The chances are Boris, 55, will still win in the end because in the eyes of probably a majority of the 160,000 Tory party members, he will always be in the right even when he is considered by some to be in the wrong.

The Sunday Telegraph put an imaginative spin on the deepening controversy by suggesting in a front-page story that the fault lay not with Boris but his politically motivated neighbours who had called police to Carrie’s south London flat: “Left wing neighbours admit taping Boris row.”

The Sunday Times projected a view less sympathetic to Boris in its front page splash: “Boris ‘is a security risk’: Hunt allies claim Johnson’s private life poses a danger.”

The neighbour who called the police, Tom Penn, a 29-year-old playwright, explained he dialled the emergency number 999 after hearing shouting coming from an adjoining flat: “It was loud enough and angry enough that I felt frightened and concerned for the welfare of those involved, so I went inside my own home, closed the door, and pressed record on the voice memos app on my phone.

“After a loud scream and banging, followed by silence, I ran upstairs, and with my wife agreed that we should check on our neighbours. I knocked three times at their front door, but there was no response. I went back upstairs into my flat, and we agreed that we should call the police.”

A report in The Mail on Sunday will not make happy reading for Team Boris: “Bust-up Boris’ campaign is hit by shock blow: Mail on Sunday poll of all voters puts Hunt three points ahead of his rival… and Mr Johnson’s lead among Tory voters is more than halved.”

“Two exclusive surveys by this newspaper — one taken before and the other after news broke of Friday’s dramatic incident — found that Mr Johnson’s lead of eight per cent on Thursday had turned into a three per cent deficit yesterday among all voters,” the paper revealed.

It added: “Among Tory voters, Mr Johnson’s lead as the man who would make the best Prime Minister has more than halved, from a 27-point lead to just 11.”

Compared with leadership contests in India, similar British battles tend to be a lot more vicious under a cloak of superficial politeness. After all, the stakes could not be higher: whoever wins gets to be Prime Minister of the UK without having to fight a general election.

On Saturday, at the first of 16 hustings due to be held over the next month, Boris refused to answer questions on why the police had to be called to Carrie’s flat. LBC talk radio presenter Iain Dale, who was in the chair, repeatedly pressed Boris for an explanation but received no answer.

In fact, many of the 1,000 Tory party members booed Dale and cheered Boris as he said the party faithful did not want “to hear about that kind of thing”.

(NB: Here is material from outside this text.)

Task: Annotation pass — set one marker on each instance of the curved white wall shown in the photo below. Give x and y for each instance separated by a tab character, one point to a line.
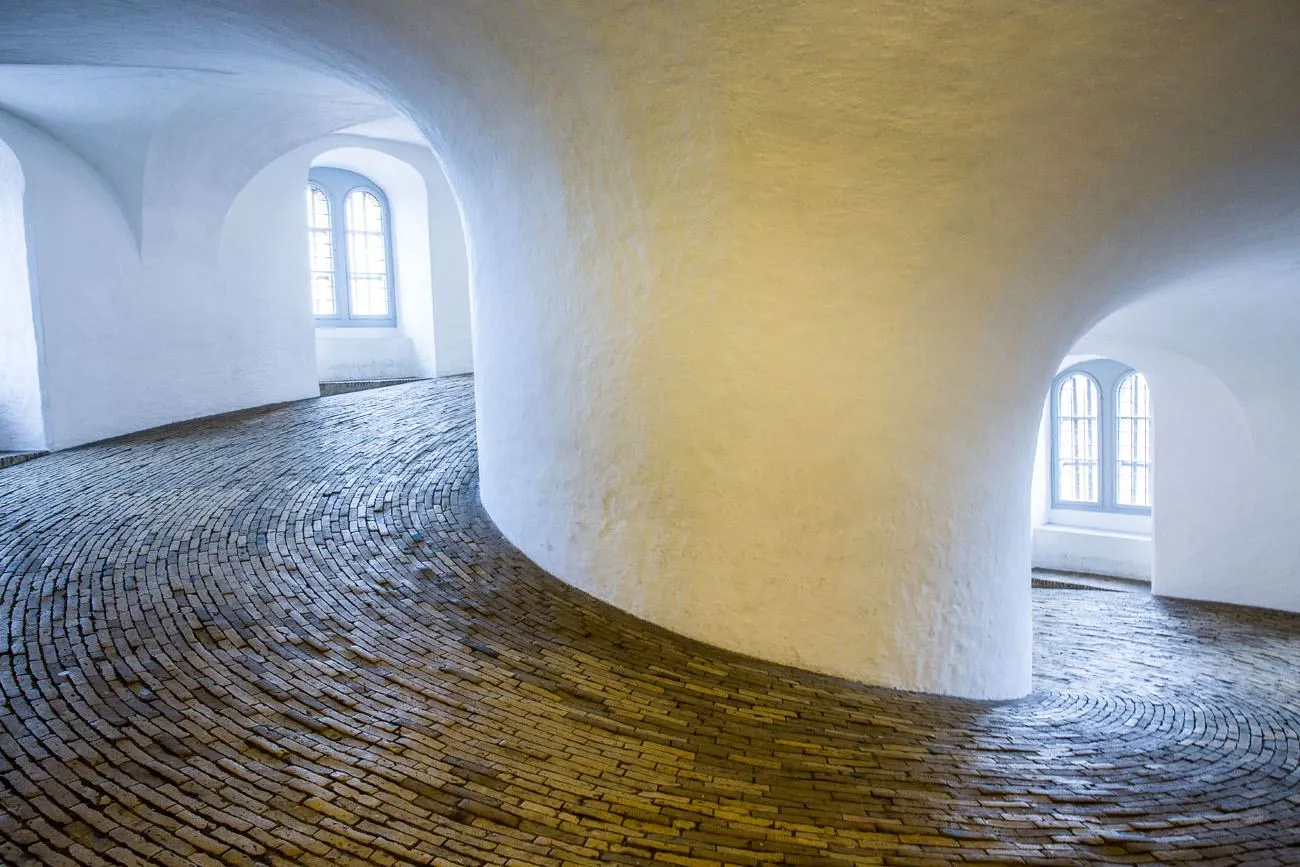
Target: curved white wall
21	424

The chief secretary to the treasury, Liz Truss, who has high hopes of replacing Philip Hammond as Britain’s first woman chancellor of the exchequer, defended Boris’s decision not to talk about his relationship with Carrie: “I believe it’s a private matter — I don’t think the public are concerned about that.”

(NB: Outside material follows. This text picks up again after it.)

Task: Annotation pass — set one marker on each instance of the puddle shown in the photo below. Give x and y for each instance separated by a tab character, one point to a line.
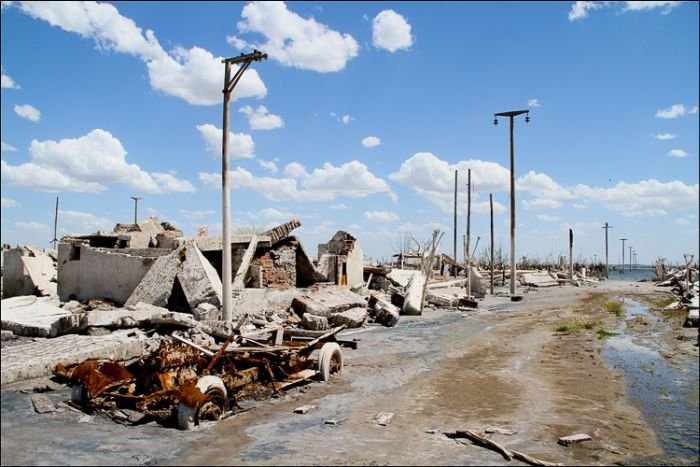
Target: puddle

This is not a view shared by other cabinet ministers.

Speaking about the row on the BBC’s Andrew Marr Show on Sunday, international trade secretary Liam Fox — who backs Hunt in the leadership race — said: “It’s always easier to just give an explanation. The key thing is then how you get on to the issues. What we can’t have is it being a distraction from explanations about wider policy.”

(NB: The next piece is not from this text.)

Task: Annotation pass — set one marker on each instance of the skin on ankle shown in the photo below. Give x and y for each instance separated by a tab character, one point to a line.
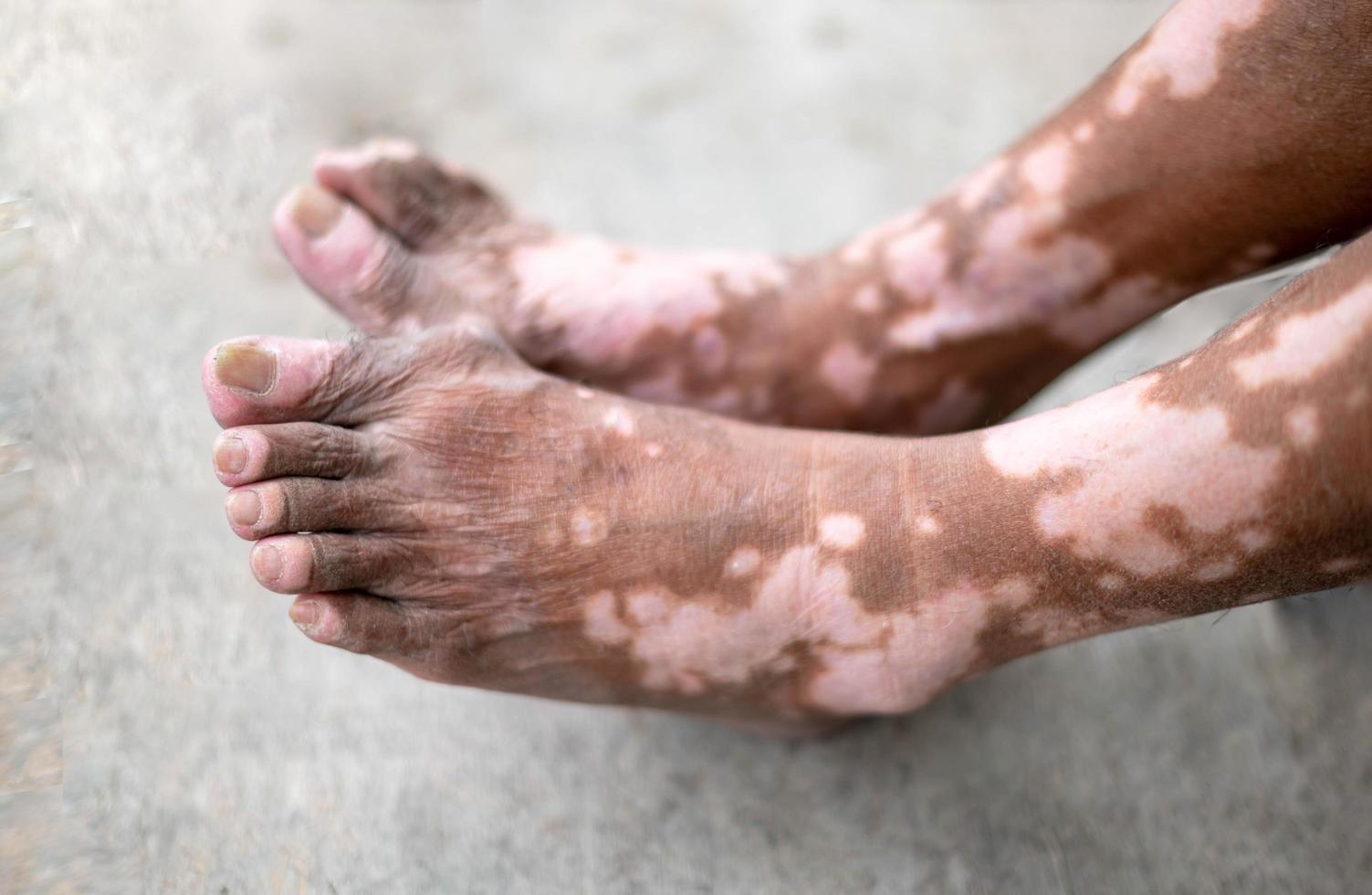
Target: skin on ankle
1186	165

Tory grandee and former foreign secretary Sir Malcolm Rifkind, who is also backing Hunt, told BBC Radio 5 Live: “If you are a candidate to be Prime Minister and the police have been called to your house — fairly or unfairly — the fact is there was a police visit. You don’t just say ‘no comment’. That implies you may have something you don’t want to disclose.”

Rifkind rejected a suggestion that Boris should be allowed to draw a distinction between his private and public life. “I’m sorry, you don’t have that sort of private life if you’re asking people to choose you to be their Prime Minister. Of course, there are certain things that are utterly personal, but it’s rather like (Conservative Party politician) Michael Gove being asked if he took cocaine.”